Num exercício de grande unidade, escritor e compositor intersectaram os respectivos saberes, dando lugar ao magnífico trabalho que é o libreto de Blimunda, descrito pela crítica Lidia Bramani (casa Ricordi), como "uma estrutura em que são determinantes a voz recitante, solistas, oiteto madrigalista, coro, orquestra, electrónica, que se intersectam ao longo de linhas que se fragmentam e refazem, entrecruzando-se, distanciando-se, por vezes tocando-se ao de leve em três espaços musicalmente e cenograficamente distintos: o espaço acústico, o espaço imaginário e o espaço real".
Mas a estreia da ópera não se limitou em Milão ao público da sala que na noite de 20 de Maio encheu o Teatro Lírico, para aplaudir uma obra que, num só tempo, nos deslumbrava e quase estarrecia pela opulência, grandiosidade e magnificência, mas também pelo seu próprio e surpreendente avesso, na contenção da gestualidade, na pureza dos sons, no acenar dos sentidos.
Nos dias que a antecederam, numa organização promovida pela Universidade de Milão, tinha lugar o Colóquio Viaggio intorno al Convento di Mafra, na belíssima "Sala di Rapprezantanza", cujo programa era completado por um concerto de homenagem a autores portugueses do tempo – Carlos Seixas, Domingos Bomtempo e Francisco Lacerda – excelentemente interpretados por um grupo do Conservatorio Verdi, ao qual a Fundação Calouste Gulbenkian, num assinalável esforço de colaboração, facultara, num curtíssimo espaço de tempo, as partituras das obras.

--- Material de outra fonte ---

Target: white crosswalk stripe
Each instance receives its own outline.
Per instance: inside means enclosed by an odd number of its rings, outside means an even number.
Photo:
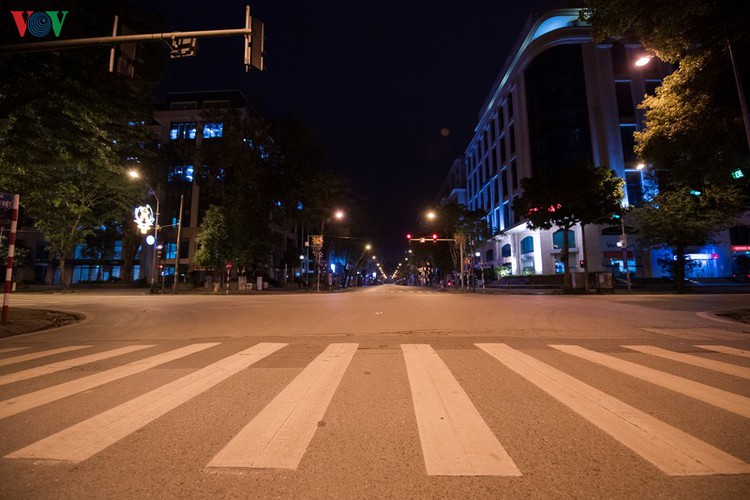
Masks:
[[[168,363],[175,359],[179,359],[183,356],[202,351],[218,345],[217,343],[207,344],[193,344],[181,349],[175,349],[173,351],[165,352],[163,354],[157,354],[140,361],[134,361],[124,366],[113,368],[101,373],[95,373],[88,377],[72,380],[64,384],[55,385],[42,389],[30,394],[18,396],[12,399],[6,399],[0,401],[0,419],[17,415],[26,410],[36,408],[38,406],[57,401],[58,399],[72,396],[83,391],[91,390],[100,385],[146,371],[155,366]]]
[[[699,476],[750,473],[750,464],[527,354],[505,344],[476,345],[665,474]]]
[[[721,352],[724,354],[731,354],[733,356],[741,356],[743,358],[750,358],[750,351],[737,349],[735,347],[727,347],[724,345],[697,345],[695,347],[700,347],[701,349],[705,349],[707,351]]]
[[[208,467],[296,469],[356,351],[330,345]]]
[[[650,345],[624,345],[623,347],[633,351],[642,352],[643,354],[650,354],[651,356],[658,356],[660,358],[726,373],[727,375],[750,379],[750,368],[745,368],[744,366],[723,363],[721,361],[701,358],[700,356],[693,356],[692,354],[685,354],[682,352],[668,351],[667,349]]]
[[[92,391],[88,397],[99,397],[104,393],[102,386],[105,384],[127,379],[131,375],[146,372],[169,361],[218,345],[218,343],[189,344],[150,356],[144,351],[139,356],[146,357],[138,361],[126,362],[114,368],[86,374],[74,380],[0,401],[0,419],[35,408],[42,412],[40,415],[45,415],[44,412],[55,412],[57,411],[55,403],[62,404],[63,398],[97,388],[99,389]],[[197,367],[188,375],[181,376],[114,408],[90,416],[59,432],[12,451],[5,458],[70,463],[87,460],[168,412],[180,411],[178,408],[184,403],[214,389],[222,381],[251,367],[258,361],[275,355],[285,346],[287,344],[260,343],[202,368]],[[475,346],[500,362],[496,364],[498,370],[505,367],[520,375],[531,385],[540,388],[566,405],[575,414],[604,431],[664,474],[670,476],[750,474],[750,464],[742,459],[690,435],[685,430],[662,422],[631,404],[626,404],[617,399],[614,393],[608,394],[587,385],[562,370],[506,344],[478,343]],[[71,346],[71,349],[58,351],[57,354],[71,353],[84,347],[88,346]],[[0,385],[10,383],[8,381],[11,378],[8,377],[15,376],[15,380],[25,380],[32,376],[60,372],[96,359],[108,359],[126,353],[143,351],[148,347],[152,346],[130,345],[88,356],[74,357],[67,361],[51,362],[33,369],[19,367],[17,373],[1,376]],[[620,373],[628,377],[637,377],[736,415],[750,418],[750,398],[581,346],[555,344],[549,347],[554,349],[549,352],[564,353],[556,353],[556,356],[572,355],[606,366],[616,372],[613,374],[615,377],[621,377]],[[743,373],[744,369],[731,363],[683,355],[647,345],[624,347],[647,355],[663,356],[689,363],[690,366],[715,370],[727,377],[737,376],[738,373]],[[697,347],[725,354],[741,355],[737,354],[737,349],[724,346]],[[196,465],[212,472],[221,472],[223,469],[233,472],[243,468],[298,469],[311,443],[315,445],[313,438],[319,429],[319,422],[329,412],[329,406],[340,383],[347,376],[348,367],[356,359],[357,351],[358,344],[356,343],[328,345],[257,415],[249,419],[250,422],[241,431],[228,442],[223,441],[215,450],[212,450],[215,455],[208,463]],[[522,470],[514,462],[514,458],[520,460],[521,457],[511,457],[506,452],[495,435],[497,429],[493,430],[487,424],[439,353],[428,344],[401,344],[400,351],[406,370],[404,384],[408,386],[411,394],[411,407],[408,411],[414,412],[417,424],[416,429],[410,432],[418,434],[425,473],[429,476],[521,476]],[[51,356],[51,354],[48,355]],[[484,356],[484,354],[479,354],[479,351],[476,355]],[[70,354],[70,356],[75,356],[75,354]],[[698,360],[693,358],[698,358]],[[489,359],[487,362],[495,363]],[[740,370],[736,371],[735,368]],[[736,386],[736,381],[733,383]],[[17,389],[17,387],[9,388],[15,393]],[[498,393],[494,397],[498,398],[498,403],[501,405],[513,404],[513,401],[504,400],[503,398],[507,396],[503,394]],[[399,404],[403,401],[400,400]],[[229,404],[241,403],[232,401]],[[389,414],[388,408],[383,408],[384,418],[387,418]],[[738,417],[733,416],[733,418]],[[14,425],[18,422],[17,419],[7,421],[8,424]],[[382,437],[382,439],[388,438],[387,434]],[[26,443],[19,446],[23,444]],[[514,455],[518,453],[515,451]]]
[[[49,375],[55,372],[61,372],[69,368],[76,366],[85,365],[88,363],[94,363],[96,361],[102,361],[104,359],[114,358],[115,356],[122,356],[123,354],[130,354],[131,352],[140,351],[154,347],[153,345],[129,345],[125,347],[119,347],[112,349],[111,351],[97,352],[95,354],[89,354],[88,356],[81,356],[80,358],[73,358],[67,361],[59,361],[57,363],[50,363],[48,365],[37,366],[36,368],[30,368],[16,373],[10,373],[0,377],[0,385],[12,384],[20,382],[22,380],[28,380],[34,377],[41,377],[42,375]]]
[[[647,366],[625,361],[624,359],[595,352],[577,345],[551,345],[550,347],[684,394],[704,403],[723,408],[737,415],[750,418],[750,398],[740,396],[739,394],[717,389],[716,387],[678,377],[667,372],[654,370]]]
[[[29,348],[28,347],[6,347],[4,349],[0,349],[0,354],[5,354],[8,352],[23,351],[24,349],[29,349]]]
[[[286,344],[258,344],[10,453],[6,458],[82,462],[284,346]]]
[[[86,349],[87,347],[91,347],[91,346],[90,345],[72,345],[68,347],[60,347],[58,349],[50,349],[49,351],[22,354],[21,356],[13,356],[12,358],[6,358],[3,360],[0,360],[0,366],[14,365],[18,363],[23,363],[25,361],[32,361],[35,359],[46,358],[48,356],[54,356],[55,354],[63,354],[63,353],[70,352],[70,351],[76,351],[78,349]]]
[[[520,476],[458,381],[425,344],[404,344],[425,468],[430,476]]]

Um vasto público ouviu, entre outros, textos de Piero Ceccucci: Il "Memoriale del Convento" nell'itinerario narrativo di José Saramago e Eduardo Lourenço: O Memorial da história humana como história santa.
De registar, sobretudo, as intervenções dos dois autores, Azio Corghi e José Saramago, que se prolongariam num longo debate com o público, em que falaram longamente do(s) sonho(s) de cada um: "Eu acho que, depois de o padre Bartolomeu Gusmão ter inventado a "passarela" e eu ter inventado a "máquina para viajar", é chegado o momento de o Maestro Corghi explicar a sua obra". A resposta de Corghi deixa clara a unidade da travessia entre a obra e a ópera: "História e história tenderiam para harmonizar-se numa síntese até exigirem, tornando-a "quase necessária", a intervenção da música".
Voltando às palavras de Lidia Bramani "A extraordinária coerência estrutural do Memorial do Convento permite compreender globalmente o pensamento do escritor. Mantendo um desenrolar de sequências, Saramago torna o tempo narrativo centrífugo, dissolvendo a rigidez deste a partir do interior. O tempo psicológico, individual e colectivo vence o da narração convencional graças a uma prosa moderníssima, barroca, opulenta, transbordante de rasgos de projecção, simultaneamente capazes de uma suavíssima essencialidade".
Foi assim no tempo de estreia de Blimunda em Itália. E foi também assim que José Saramago se fez Nobel: com uma estatura de excelência e humildade que ampliou, indelevelmente, o espaço da literatura e da cultura portuguesas no mundo.